Splicetoday

Writing
Oct 06, 2008, 06:23AM

Procrastination Destination

Working through the boredom into inspiration. With pink vinyl.

Pink.jpg?ixlib=rails 2.1

It's fitting, I suppose, that I would be procrastinating over a project about procrastination.

Work has been slow recently, so I solicited suggestions on funny or dangerous things I could do to make the days pass a bit faster. I received about a dozen suggestions and, after a few days, it looked like I would be spending my next work week reading the Oxford English Dictionary, A to Z.

It was Tuesday before I even checked the comment page on the article. One of the side-effects of being bored at work the previous week was a brief bout of Troll's Syndrome, causing me to goad the good readers of Splice Today with some pretty boorish replies. So I was admittedly a bit scared to take another look at the comments and see the wrath that I had wrought.

There were only two new comments. The first of the pair confirmed my theory that reading every page of the OED wasn't the best way to stave off boredom and in doing so recused me from the responsibility to do so. Awesome.

The second of the pair was from Woodrow Wilson. It was so succinct in its encouragement and direction that it changed the course of my week and gave me no choice but to reprint it here:

Maybe, instead of wasting your time, you could seize the initiative and strongly suggest to your boss that he's wasting your talent.

I'd suggest you keep this comment close at hand in cases of self-doubt, listlessness or lethargy. I would imagine those words would be welcomed by anyone who spends their week inside a cubicle or at the end of a checkout lane. It certainly helped me.

Brothers and Sisters, let me tell you on that very day at work, I stopped looking at eel porn on VBS and decided to make something of my life.

In lieu of saying anything (at all) to my boss, I decided to dig out an old pie-in-the-sky pet project that I'd kept in procrastination limbo for about a year. The project was to raise awareness of the many (literally thousands) of abandoned buildings in Detroit. The pie-in-the-sky part of the idea was to wrap all of them, Christo-style, in pink vinyl.

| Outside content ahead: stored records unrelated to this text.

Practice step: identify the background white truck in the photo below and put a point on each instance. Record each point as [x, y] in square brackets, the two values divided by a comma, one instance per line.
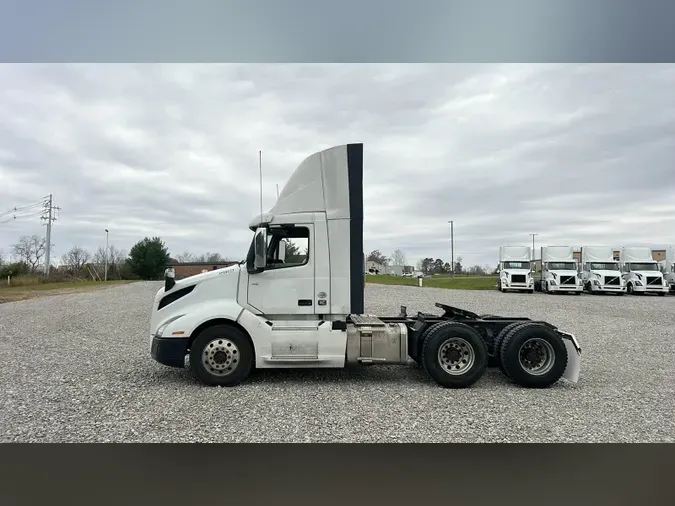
[600, 273]
[668, 267]
[515, 269]
[275, 310]
[559, 271]
[641, 272]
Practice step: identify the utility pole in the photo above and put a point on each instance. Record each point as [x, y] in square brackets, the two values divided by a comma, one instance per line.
[105, 275]
[534, 253]
[452, 249]
[50, 208]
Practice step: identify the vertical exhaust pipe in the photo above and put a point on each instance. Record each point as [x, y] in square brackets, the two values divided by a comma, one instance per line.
[169, 279]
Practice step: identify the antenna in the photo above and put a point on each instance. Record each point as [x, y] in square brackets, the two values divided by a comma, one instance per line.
[260, 163]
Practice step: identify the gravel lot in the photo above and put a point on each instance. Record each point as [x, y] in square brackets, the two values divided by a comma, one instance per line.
[76, 368]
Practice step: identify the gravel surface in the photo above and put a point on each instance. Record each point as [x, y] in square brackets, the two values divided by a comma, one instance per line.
[76, 368]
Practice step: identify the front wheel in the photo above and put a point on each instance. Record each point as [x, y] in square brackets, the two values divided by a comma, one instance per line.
[221, 355]
[454, 355]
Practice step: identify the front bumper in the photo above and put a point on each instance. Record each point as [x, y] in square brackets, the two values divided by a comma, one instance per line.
[169, 351]
[608, 288]
[651, 289]
[565, 288]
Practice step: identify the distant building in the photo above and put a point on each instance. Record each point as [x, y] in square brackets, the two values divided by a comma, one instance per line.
[186, 269]
[373, 267]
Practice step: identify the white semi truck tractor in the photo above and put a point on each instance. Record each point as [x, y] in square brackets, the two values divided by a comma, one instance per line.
[559, 271]
[515, 269]
[600, 273]
[641, 272]
[303, 307]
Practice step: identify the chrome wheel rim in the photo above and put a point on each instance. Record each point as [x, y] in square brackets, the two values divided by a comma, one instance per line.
[456, 356]
[536, 356]
[220, 357]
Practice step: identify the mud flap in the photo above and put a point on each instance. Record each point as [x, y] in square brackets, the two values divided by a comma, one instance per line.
[574, 357]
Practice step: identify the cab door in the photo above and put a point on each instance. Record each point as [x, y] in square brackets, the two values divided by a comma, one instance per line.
[286, 286]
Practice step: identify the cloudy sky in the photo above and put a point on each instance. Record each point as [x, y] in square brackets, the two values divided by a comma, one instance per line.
[579, 154]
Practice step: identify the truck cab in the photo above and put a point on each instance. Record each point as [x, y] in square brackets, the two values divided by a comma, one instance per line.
[559, 270]
[641, 272]
[600, 272]
[515, 269]
[297, 301]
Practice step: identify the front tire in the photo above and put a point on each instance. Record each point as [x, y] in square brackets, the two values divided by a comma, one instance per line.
[533, 355]
[454, 355]
[221, 355]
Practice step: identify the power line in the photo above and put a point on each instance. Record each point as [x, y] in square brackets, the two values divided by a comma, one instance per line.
[21, 217]
[26, 207]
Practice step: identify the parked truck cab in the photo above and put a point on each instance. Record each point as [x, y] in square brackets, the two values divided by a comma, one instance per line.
[641, 272]
[559, 271]
[515, 269]
[297, 301]
[600, 272]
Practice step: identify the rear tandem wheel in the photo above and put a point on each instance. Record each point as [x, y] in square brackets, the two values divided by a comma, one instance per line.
[454, 354]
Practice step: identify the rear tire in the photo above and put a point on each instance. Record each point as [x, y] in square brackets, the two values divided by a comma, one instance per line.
[496, 358]
[221, 355]
[533, 355]
[454, 355]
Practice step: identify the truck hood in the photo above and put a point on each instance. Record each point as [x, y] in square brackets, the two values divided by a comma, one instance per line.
[200, 278]
[564, 273]
[606, 273]
[516, 271]
[651, 274]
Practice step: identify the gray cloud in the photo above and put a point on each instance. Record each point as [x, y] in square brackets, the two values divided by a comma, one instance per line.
[575, 153]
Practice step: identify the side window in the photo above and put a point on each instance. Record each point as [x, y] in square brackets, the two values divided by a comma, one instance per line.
[295, 242]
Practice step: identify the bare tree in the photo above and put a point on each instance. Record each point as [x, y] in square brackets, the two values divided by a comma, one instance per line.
[75, 259]
[30, 249]
[116, 259]
[398, 258]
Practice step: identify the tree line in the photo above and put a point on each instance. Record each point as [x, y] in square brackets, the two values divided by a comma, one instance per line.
[430, 265]
[147, 260]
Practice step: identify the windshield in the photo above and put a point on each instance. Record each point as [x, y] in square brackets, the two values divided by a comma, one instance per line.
[643, 267]
[561, 266]
[516, 265]
[602, 266]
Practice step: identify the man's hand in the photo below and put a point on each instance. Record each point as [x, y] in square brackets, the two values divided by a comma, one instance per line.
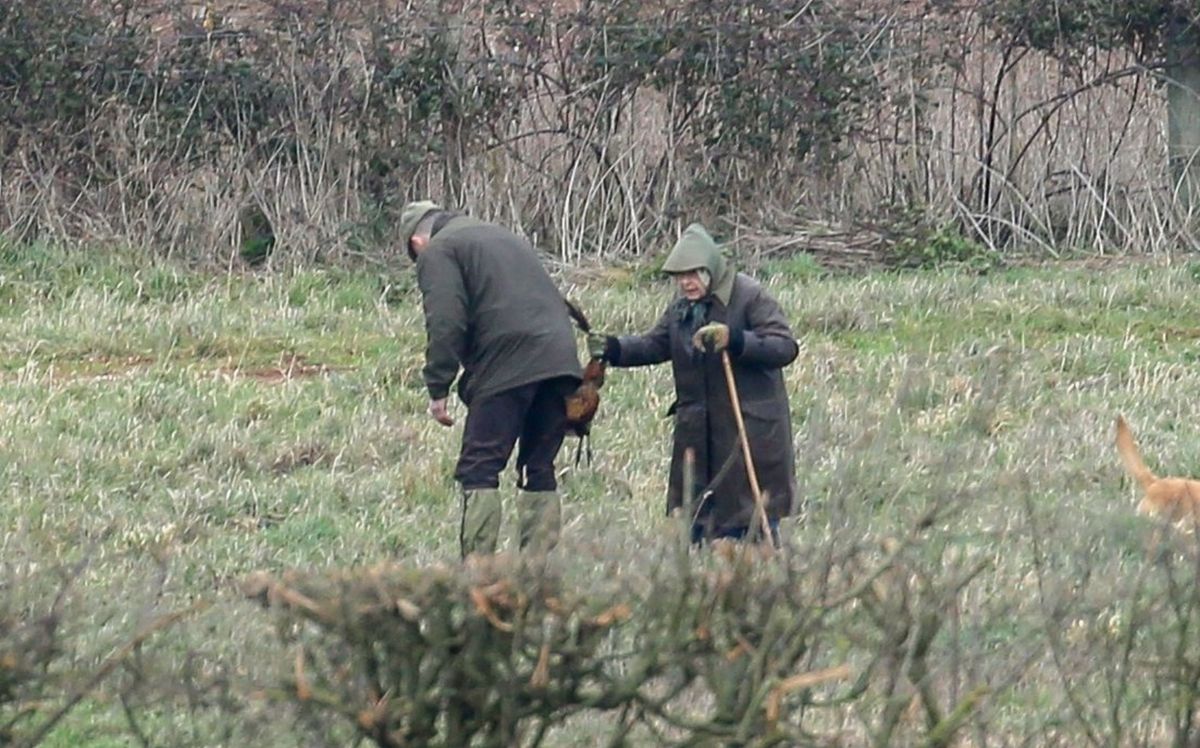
[439, 412]
[598, 345]
[712, 337]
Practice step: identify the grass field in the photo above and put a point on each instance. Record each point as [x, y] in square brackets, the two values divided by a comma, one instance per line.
[169, 431]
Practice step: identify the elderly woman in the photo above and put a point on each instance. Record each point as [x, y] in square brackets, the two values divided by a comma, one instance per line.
[720, 311]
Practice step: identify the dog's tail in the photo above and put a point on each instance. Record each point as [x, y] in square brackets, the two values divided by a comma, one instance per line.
[1129, 455]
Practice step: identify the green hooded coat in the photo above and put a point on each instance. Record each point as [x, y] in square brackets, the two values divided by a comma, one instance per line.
[703, 411]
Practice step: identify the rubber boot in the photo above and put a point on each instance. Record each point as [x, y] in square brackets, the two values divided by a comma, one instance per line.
[540, 519]
[480, 528]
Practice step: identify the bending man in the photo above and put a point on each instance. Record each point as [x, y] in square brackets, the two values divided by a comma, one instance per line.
[492, 311]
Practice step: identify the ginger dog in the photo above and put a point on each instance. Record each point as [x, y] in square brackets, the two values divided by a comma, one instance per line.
[1171, 498]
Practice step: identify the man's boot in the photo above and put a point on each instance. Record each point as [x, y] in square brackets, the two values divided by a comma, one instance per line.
[480, 528]
[540, 519]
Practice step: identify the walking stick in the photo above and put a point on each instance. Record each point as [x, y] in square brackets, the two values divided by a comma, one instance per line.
[745, 447]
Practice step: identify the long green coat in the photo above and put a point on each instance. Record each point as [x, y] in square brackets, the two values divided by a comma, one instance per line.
[703, 412]
[491, 309]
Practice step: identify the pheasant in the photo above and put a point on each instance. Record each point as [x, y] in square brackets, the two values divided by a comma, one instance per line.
[583, 402]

So, overnight (ha!), Detroit would be transformed into a pink city. The buildings beyond repair would finally be demolished. The buildings worth saving would quite literally be highlighted for investment. In the process, Detroit would shed the weight of a few hundred targets for arson and graffiti. Squatters and vandals aside would lose their base of operations. Turning half of a city pink would attract the attention of the national media and the Detroit City Council would be forced to take action (or something nebulous like that). And the whole thing could be sponsored by GM. It was, in a word, perfect.

I'm sure you can see why this idea spent time in limbo. Besides being absurd (it is), and impossible (that, too), it is also phenomenally short-sighted and optimistic (and, well, it's been done).

And there were more problems, too. The project called for a Flash website and my programming skills didn't extend far past iWeb.

But the story gets brighter from here: With all of that extra time at work, I started taking Flash tutorials. And seeing as how I no longer live in Detroit, my pie-in-the-sky idea has dipped a bit closer to earth. Hopefully, HR at the major ad agencies in LA see PinkBuildings.com (not actually a site, yet) as "brave" and "unique" rather than "kinda dumb" and also "pretty stupid".

And, with luck, I'll be hired to create other unique, dumb ideas for the rest of my life and never again be bored at work. And live happily ever after.

Discussion
  • Rad, dude. So you're going to be sarcastic. That'll go over well on the unemployment line.

    Responses to this comment
  • Huh? No, not at all. I was being completely sincere - your comment on my previous article was inspirational. I was just being preemptively self-effacing. I know the idea isn't great, but I like it. More than that, I like working on it. Working in general, really.

    Responses to this comment
  • My apologies. Rush to judgment, which is never good. Best of luck.